Answer
(a) The balloon was at a height of 223 meters.
(b) y = 123 m
(c) d = 144 m
(d) (i) relative to an observer in the basket:
$v_x = 15.0~m/s$
$v_y = 49.0~m/s$ (downward)
(ii) relative to an observer on the ground:
$v_x = 15.0~m/s$
$v_y = 69.0~m/s$ (downward)
Work Step by Step
(a) We can find the initial height of the rock $y_0$.
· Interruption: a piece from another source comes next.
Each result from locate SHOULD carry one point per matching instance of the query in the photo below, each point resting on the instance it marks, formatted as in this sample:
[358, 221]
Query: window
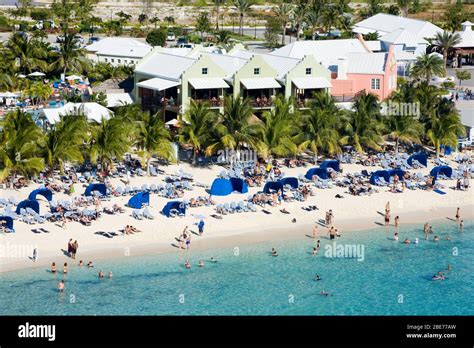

$y = y_0+v_{0y}t+\frac{1}{2}gt^2$
$0-y_0 = (-20.0~m/s)(5.00~s)+\frac{1}{2}(-9.80~m/s^2)(5.00~s)^2$
$y_0 = 223~m$
The balloon was at a height of 223 meters.
(b) $y = y_0 + vt$
$y = 223~m + (-20.0~m/s)(5.00~s)$
$y = 123~m$
(c) We can find the horizontal distance the rock travels in 5.00 seconds.
$x = v_x~t$
$x = (15.0~m/s)(5.00~s)$
$x = 75.0~m$
We can use $x$ and $y$ to find the distance $d$.
$d = \sqrt{(x)^2+(y)^2}$
$d = \sqrt{(75.0~m)^2+(123~m)^2}$
$d = 144~m$
(d) (i) relative to an observer in the basket:
$v_x = 15.0~m/s$
$v_y = gt$
$v_y = (-9.80~m/s^2)(5.00~s)$
$v_y = -49.0~m/s$
The vertical velocity relative to an observer in the basket is 49.0 m/s (downward).
(ii) relative to an observer on the ground:
$v_x = 15.0~m/s$
$v_y = v_{0,y}+gt$
$v_y = -20~m/s-(9.80~m/s^2)(5.00~s)$
$v_y = -69.0~m/s$
The vertical velocity relative to an observer on the ground is 69.0 m/s (downward).